蛇が描かれた盾の紋章があしらわれた扉を開けて冒険者ギルドに入ると、そこは人でごった返していた。



「すみません、そのクエストに向かう船はもう全て出払っていまして……」



「緊急:レヴィアタン撃退」というクエストを受注できたところまではよかったのだが、観光がてらレヴィアタンを見てみたいというような冒険者が後を絶たなかったようで、一行がギルドで依頼を受注する頃には船が全て出てしまっていた。



「そこをなんとか出来ないでしょうか。
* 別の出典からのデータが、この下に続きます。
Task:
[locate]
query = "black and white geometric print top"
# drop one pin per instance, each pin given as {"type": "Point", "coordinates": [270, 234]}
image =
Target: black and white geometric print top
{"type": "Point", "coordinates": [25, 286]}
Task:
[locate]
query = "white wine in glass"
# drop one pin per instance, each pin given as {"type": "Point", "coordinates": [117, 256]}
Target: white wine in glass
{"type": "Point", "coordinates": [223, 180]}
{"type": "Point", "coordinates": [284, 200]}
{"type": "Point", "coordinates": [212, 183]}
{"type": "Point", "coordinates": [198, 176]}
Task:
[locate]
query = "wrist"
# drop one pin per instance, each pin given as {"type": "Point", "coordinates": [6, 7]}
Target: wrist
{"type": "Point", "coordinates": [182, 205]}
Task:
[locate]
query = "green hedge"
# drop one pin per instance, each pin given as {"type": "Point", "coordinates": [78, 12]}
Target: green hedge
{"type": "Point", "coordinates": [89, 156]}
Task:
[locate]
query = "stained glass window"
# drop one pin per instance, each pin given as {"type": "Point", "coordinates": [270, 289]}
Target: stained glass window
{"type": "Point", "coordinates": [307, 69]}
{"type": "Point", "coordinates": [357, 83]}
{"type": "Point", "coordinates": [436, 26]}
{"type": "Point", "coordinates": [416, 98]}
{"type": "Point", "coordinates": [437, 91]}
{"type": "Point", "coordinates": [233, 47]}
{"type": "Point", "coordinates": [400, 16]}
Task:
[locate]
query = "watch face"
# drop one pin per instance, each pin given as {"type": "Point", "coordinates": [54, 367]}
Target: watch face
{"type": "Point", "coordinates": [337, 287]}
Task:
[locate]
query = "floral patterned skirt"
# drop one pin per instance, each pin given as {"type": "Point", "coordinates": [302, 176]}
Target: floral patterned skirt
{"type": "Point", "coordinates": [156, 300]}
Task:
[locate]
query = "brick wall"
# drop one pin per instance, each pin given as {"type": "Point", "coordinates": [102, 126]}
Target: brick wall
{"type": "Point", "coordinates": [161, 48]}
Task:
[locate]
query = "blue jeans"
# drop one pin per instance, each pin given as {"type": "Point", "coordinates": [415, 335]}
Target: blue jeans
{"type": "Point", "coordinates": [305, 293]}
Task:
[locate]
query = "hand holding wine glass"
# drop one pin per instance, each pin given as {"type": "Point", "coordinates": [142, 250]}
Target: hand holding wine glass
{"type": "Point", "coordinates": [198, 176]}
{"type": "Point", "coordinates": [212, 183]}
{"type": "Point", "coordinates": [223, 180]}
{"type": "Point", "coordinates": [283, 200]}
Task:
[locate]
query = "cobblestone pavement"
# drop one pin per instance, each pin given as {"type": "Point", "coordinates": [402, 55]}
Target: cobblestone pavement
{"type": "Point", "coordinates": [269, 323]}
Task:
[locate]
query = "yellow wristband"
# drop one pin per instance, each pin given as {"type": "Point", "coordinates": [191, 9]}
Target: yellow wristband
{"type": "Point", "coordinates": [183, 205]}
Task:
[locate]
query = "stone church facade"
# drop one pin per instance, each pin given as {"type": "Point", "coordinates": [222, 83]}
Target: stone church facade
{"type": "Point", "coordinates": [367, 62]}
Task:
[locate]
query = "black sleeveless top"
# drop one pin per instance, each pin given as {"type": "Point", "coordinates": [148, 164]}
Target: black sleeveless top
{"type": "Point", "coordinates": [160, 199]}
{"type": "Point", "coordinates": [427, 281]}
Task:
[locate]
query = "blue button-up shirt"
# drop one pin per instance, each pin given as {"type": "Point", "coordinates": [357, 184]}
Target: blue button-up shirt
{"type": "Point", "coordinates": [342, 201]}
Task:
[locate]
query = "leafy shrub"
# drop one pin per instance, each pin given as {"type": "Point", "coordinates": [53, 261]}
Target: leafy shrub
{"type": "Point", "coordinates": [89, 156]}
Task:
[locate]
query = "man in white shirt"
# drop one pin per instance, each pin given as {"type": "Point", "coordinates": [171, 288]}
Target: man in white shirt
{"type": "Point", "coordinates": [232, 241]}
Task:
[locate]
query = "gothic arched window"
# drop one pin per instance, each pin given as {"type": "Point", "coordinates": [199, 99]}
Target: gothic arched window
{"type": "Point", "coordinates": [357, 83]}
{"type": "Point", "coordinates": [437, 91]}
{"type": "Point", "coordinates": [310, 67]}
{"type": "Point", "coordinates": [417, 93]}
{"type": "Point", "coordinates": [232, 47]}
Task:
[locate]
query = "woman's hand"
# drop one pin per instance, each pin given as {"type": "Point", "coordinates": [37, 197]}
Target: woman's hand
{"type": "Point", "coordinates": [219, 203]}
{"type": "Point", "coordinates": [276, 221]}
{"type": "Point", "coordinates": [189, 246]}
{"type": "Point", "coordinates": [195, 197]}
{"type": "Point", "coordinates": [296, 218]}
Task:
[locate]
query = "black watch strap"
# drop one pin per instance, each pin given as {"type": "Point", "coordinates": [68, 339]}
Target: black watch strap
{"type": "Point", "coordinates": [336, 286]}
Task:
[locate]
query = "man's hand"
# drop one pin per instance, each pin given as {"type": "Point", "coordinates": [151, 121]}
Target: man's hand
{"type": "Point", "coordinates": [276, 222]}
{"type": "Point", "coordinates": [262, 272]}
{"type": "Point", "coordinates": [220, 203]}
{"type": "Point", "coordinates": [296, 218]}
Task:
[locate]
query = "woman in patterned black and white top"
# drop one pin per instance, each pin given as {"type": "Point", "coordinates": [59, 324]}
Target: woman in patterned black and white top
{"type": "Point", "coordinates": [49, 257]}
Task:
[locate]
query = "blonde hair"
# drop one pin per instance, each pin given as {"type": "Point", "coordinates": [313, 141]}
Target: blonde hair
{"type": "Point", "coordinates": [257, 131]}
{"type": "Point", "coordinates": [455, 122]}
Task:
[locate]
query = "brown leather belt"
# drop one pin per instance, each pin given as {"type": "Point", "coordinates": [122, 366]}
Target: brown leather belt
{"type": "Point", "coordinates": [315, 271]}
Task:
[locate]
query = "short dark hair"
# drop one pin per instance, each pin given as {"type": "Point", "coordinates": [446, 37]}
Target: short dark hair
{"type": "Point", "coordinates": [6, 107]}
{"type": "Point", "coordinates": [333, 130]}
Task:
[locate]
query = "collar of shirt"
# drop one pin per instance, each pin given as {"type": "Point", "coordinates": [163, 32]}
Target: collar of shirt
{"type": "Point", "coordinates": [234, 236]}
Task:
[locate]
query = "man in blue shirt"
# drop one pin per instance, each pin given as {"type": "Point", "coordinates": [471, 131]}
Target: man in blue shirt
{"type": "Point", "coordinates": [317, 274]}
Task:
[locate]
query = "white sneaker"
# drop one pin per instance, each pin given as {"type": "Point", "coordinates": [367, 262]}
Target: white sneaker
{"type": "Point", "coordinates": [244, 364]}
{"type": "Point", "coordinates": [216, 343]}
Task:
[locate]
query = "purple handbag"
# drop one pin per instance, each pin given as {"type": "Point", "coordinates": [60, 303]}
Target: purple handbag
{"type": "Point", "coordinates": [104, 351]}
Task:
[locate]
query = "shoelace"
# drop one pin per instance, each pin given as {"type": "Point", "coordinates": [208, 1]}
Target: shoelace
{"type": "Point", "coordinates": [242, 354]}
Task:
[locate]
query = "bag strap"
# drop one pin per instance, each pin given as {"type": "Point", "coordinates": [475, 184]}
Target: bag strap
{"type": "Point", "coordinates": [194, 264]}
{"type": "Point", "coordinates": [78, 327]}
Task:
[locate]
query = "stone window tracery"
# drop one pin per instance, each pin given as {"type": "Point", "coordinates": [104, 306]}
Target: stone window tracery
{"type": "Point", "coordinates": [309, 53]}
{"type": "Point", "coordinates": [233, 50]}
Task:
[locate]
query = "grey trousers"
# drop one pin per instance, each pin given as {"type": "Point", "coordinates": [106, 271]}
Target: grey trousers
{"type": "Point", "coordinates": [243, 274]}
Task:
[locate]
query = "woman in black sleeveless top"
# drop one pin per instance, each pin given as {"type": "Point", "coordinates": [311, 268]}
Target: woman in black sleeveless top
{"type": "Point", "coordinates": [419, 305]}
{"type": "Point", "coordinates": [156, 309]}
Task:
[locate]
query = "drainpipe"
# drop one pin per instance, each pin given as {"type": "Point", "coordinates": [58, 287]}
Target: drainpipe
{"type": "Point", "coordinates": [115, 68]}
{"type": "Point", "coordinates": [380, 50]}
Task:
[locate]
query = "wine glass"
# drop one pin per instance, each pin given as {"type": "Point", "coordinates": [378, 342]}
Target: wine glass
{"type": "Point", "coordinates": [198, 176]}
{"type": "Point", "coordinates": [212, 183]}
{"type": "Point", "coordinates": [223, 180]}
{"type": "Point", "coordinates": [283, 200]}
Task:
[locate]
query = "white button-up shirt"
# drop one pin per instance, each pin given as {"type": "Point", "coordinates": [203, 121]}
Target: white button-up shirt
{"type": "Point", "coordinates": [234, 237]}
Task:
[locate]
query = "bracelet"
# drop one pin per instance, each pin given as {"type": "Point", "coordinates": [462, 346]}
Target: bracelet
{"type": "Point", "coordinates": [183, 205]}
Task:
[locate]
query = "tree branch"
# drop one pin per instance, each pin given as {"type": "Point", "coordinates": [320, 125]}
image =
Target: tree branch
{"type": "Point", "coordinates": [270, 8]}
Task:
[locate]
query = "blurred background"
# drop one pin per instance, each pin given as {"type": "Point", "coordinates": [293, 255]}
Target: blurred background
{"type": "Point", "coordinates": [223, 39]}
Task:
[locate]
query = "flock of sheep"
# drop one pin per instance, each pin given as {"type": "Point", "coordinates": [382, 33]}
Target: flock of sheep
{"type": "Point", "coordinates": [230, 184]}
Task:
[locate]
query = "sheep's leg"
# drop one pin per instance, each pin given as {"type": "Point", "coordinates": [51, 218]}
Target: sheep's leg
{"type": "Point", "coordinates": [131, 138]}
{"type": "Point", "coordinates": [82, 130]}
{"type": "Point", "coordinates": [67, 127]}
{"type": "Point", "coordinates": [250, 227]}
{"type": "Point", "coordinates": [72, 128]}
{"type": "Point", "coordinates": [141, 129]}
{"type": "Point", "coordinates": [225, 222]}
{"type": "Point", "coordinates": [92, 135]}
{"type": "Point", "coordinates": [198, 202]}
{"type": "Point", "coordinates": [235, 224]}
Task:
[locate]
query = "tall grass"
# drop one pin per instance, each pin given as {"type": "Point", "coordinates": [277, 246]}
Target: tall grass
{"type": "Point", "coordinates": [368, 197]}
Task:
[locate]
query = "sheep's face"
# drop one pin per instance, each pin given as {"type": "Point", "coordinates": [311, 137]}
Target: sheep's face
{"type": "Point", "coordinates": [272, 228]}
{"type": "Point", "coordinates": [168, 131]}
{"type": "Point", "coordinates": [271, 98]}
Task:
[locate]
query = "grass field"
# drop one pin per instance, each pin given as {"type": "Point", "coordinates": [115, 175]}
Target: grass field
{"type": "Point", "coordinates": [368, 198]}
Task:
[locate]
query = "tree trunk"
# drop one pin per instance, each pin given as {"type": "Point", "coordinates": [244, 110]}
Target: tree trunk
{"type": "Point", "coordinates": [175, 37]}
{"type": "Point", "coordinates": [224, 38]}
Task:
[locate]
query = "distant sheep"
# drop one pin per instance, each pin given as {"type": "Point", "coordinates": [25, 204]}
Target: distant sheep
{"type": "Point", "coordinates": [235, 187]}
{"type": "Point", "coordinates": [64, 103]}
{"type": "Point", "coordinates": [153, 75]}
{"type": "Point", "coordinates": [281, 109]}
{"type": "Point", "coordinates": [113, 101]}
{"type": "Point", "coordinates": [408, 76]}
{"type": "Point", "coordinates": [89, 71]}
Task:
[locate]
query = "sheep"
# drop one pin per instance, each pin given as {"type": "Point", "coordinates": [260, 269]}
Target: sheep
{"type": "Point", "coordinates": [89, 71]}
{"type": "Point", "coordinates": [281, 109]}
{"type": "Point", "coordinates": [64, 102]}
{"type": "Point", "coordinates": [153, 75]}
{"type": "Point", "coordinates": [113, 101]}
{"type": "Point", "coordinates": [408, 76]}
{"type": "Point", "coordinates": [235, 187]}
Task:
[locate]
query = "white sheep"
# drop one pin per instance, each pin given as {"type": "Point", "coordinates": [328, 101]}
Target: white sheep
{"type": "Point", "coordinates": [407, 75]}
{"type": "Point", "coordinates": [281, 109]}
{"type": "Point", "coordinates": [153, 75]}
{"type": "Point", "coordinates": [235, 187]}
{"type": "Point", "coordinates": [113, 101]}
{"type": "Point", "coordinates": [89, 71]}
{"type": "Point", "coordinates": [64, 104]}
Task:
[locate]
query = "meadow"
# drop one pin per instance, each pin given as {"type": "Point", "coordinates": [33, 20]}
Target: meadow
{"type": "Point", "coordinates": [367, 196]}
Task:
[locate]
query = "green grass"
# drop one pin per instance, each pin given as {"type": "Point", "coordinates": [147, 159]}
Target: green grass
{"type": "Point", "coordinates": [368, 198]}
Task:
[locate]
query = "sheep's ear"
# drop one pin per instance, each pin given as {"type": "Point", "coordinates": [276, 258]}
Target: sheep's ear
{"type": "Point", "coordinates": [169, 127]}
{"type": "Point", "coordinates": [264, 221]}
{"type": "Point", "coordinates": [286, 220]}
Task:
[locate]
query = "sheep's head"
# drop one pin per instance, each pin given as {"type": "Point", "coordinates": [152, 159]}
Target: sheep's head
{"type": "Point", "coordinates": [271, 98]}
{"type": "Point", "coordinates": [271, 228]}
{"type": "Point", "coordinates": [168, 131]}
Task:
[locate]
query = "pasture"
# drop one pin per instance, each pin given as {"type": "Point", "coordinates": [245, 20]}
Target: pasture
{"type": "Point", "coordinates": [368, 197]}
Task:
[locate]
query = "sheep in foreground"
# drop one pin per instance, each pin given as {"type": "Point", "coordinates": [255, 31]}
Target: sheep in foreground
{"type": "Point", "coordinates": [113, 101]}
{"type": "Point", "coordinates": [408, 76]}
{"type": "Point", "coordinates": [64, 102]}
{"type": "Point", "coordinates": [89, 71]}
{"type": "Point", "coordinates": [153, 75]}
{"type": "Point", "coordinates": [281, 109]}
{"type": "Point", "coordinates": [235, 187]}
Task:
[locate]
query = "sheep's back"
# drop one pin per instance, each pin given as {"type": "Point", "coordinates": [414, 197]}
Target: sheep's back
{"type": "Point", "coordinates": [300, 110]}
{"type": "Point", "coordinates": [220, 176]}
うちのパーティには悪魔王をも鎮静化させることのできる吟遊詩人に、ネプテュヌス共和国の格付けポイントランキング8位の魔法使いも居ますので、戦力としては申し分ない筈なのですが」


デイジーは先日の勇者撃退の戦果で、ネプテュヌス共和国ギルド内で8位のトップランカー冒険者となっていた。ルーティはこれを武器に交渉を進めていこうとする。


「ギルドカードを見るにおっしゃる通りなのですが、何分ギルドから出る船は先着順となっておりまして。後日お越し頂くか、民間の船をお探し頂くのをお勧めします。規模が規模なので、討伐は長期化するかと」

「そう……ですか。民間から出る船を案内しては頂けないでしょか」

「はい、少々お待ち下さい……こちらと、こちらと、こちらに船着き場がありますので、お好きな所からお選び下さい」

ギルドの受付嬢は地図を取り出し、早口でそう言った。事務的に自分達を追い返そうとしているようにカノンは”聞こえ”た。

「お好きな所と言われても……」



三つの船着き場はここからほぼ等間隔にあり、ルーティはどこを選べばいいのかの判断材料が全くなかった。